人間の誰しもが隠そうと思っている醜くて汚らしい部分。そう、この話の父親と母親を代表として、登場人物の全ての裏側に潜んでいるおぞましくて下劣でしかしどうしようもなく我々の血に潜むもの——奢り、妬み、嫉妬、特別意識、劣等感、排他性、無理解、依存、嘘、などなど。そうしたものが見え隠れしている、いや、見え隠れしてしまった、といったほうが多分正しいと思う。
我慢しきれずに糞を垂れ流して、挙げ句臓物をばらまいて出来上がった実に赤裸裸で恥ずかしい文章だ。しかしながらそれ故に不気味で、虚無的で、その実残虐でといったドロドロとしたヘドロの匂いを感じる。読んだこちらにまで匂いが移ってしばらく消えないんじゃないかという臭さだ。しかしそれが素晴らしいと思う。そんな臭みがあとがきからだって匂ってくる。

これを読みたかった

ま、そうは言っても、もちろんこの作品にしたって当然日日日は文章の裏に隠れて読者をあざ笑っているに違いない。
でも他の作品に比べた場合、顔をのぞかせている部分が多いのは間違いないと思う。この本は恋とか友情とかを絡めたホラーっぽい体裁をとっているだけの告白文学、そう思う事にした。
しかも物語として十分に面白い。もちろん既に存在している作家群の匂いをあっちこっちに感じるけれども、そんな事は取りあえずは些細な事だと思う。大人の影響を一切受けずに育つ子供はいないから、そんな遺伝みたいなものに文句のつける気はさらさらないので、本当に不満らしい不満は特にない。
とにかく勢いのある文章ってこういう文章の事を言うんだろう。

だから

しばらくはもういい。お疲れさまと言おう。
もうある程度分かった。貴様の薄汚くてみっともなくて恥ずかしくて恐ろしくてそのくせ小心者な所はよーく分かったから、これからはこの作品の事は忘れて、今まで通りのサーヴィス精神と道化のような嘘つき根性でもって、楽しいレジャーを提供してくれ。他に言う事は特にない。他の既刊本もこれから楽しませてもらう事にしよう。

総合

星5つ。
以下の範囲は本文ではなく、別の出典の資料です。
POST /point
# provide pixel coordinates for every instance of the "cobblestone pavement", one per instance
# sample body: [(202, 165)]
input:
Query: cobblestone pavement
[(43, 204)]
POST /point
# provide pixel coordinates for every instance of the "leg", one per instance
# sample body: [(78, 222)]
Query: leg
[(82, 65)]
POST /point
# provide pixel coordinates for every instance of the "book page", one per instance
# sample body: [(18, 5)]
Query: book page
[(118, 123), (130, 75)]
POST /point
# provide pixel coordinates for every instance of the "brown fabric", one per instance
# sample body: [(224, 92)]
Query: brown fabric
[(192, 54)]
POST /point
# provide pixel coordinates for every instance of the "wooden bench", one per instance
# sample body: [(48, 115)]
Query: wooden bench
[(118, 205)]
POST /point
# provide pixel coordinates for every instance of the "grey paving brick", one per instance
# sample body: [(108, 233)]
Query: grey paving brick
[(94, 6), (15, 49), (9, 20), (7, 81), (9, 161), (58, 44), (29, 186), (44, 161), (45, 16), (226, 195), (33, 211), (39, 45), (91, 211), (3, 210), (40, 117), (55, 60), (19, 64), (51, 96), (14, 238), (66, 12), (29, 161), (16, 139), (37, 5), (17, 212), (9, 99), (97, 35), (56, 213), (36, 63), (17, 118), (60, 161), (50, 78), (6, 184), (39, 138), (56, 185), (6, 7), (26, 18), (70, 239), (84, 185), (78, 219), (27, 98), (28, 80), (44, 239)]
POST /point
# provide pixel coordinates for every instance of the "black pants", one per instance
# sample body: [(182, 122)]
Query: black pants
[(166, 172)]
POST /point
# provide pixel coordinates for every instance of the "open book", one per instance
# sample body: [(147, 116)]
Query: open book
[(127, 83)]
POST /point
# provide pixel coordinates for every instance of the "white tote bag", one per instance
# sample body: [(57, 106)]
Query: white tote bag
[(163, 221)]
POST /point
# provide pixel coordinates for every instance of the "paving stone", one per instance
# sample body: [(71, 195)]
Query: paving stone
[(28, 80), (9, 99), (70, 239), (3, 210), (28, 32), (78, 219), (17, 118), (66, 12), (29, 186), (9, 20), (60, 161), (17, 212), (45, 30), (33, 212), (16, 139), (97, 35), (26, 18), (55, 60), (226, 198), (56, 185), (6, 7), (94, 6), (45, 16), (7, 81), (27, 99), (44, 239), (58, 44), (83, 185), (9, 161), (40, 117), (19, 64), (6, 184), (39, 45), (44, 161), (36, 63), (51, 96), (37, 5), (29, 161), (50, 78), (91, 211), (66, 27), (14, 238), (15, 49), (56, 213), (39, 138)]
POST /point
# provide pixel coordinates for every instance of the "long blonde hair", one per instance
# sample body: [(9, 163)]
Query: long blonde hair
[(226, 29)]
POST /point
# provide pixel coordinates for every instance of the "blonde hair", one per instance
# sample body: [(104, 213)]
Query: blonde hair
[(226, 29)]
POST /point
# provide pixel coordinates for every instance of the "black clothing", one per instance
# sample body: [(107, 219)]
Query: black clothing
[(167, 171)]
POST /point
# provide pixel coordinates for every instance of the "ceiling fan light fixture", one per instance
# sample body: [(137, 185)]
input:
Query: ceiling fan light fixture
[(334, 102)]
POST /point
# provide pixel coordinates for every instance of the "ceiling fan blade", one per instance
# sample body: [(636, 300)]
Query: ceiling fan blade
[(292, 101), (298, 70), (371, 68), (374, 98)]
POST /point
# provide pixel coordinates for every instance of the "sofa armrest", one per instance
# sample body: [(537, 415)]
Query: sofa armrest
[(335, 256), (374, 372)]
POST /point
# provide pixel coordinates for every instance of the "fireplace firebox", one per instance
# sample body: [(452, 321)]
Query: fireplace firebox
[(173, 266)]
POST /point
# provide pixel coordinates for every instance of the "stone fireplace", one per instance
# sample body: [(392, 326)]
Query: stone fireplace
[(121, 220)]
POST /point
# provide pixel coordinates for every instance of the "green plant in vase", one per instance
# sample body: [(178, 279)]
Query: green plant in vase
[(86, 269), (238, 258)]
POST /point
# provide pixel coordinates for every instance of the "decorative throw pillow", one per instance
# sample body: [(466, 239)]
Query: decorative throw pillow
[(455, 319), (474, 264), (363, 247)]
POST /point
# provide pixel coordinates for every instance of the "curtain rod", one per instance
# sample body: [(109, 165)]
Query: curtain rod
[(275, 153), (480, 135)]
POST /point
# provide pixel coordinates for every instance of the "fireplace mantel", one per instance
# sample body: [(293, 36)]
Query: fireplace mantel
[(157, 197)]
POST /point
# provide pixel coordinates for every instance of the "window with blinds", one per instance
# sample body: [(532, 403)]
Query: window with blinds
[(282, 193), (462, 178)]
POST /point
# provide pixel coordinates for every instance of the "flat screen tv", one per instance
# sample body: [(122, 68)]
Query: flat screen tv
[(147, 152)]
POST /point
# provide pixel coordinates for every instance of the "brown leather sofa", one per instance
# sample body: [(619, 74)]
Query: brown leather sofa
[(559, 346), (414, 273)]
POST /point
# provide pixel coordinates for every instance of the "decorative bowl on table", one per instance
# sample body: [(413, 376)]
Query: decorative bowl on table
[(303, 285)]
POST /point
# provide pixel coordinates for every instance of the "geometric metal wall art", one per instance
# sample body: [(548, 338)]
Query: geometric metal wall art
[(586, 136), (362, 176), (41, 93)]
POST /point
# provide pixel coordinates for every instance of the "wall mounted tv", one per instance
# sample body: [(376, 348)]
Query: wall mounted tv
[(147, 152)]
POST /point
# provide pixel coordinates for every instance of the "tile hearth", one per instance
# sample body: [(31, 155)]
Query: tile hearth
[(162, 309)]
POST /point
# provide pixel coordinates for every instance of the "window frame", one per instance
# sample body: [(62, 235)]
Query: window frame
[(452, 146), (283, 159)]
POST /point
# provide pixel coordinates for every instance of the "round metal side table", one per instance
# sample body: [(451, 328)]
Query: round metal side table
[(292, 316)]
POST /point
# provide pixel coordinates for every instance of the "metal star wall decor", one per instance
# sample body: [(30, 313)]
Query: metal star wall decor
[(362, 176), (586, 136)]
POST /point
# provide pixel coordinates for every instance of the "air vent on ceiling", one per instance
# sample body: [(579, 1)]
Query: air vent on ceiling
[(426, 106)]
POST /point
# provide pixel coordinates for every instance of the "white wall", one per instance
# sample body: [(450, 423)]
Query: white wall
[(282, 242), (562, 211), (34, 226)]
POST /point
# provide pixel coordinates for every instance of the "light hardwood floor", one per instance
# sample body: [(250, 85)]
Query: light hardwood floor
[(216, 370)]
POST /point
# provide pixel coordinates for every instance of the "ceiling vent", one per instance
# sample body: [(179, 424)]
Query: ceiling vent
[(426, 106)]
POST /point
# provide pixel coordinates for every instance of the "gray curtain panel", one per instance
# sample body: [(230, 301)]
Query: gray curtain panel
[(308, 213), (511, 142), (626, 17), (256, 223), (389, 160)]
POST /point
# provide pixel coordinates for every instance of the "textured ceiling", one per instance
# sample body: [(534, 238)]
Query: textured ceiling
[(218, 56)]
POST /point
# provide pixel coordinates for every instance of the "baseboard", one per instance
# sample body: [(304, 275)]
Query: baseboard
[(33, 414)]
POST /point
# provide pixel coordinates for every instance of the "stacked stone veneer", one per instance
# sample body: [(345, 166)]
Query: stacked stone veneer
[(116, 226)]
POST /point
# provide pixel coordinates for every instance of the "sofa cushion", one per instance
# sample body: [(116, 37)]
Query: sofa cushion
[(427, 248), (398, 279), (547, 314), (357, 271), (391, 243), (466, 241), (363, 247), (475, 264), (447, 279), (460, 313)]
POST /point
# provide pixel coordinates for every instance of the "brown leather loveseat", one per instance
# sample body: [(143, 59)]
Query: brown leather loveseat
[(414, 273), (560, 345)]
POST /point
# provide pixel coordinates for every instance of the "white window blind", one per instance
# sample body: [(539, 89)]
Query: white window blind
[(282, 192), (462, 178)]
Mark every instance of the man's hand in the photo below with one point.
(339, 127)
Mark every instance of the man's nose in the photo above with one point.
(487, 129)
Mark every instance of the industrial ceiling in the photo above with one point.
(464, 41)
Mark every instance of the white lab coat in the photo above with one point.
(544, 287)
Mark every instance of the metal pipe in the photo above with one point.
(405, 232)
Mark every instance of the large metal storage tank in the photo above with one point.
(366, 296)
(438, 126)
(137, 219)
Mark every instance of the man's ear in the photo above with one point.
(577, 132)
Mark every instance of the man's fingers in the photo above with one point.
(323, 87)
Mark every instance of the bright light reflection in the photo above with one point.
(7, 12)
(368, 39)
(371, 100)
日日日でこの点数をつけるのは初めてだなあ。やっと付けられた。
楽しいかつまらないかはともかくとして、日日日作品に何らかの魅力を感じた人なら読むべき本だと思う。読み返すとなんかとんでもない感想になっちゃってるけど、まあいい。すっきりした。
日日日作品を食い始めてからずっと出なかった宿便がやっとこの本で出たって気分。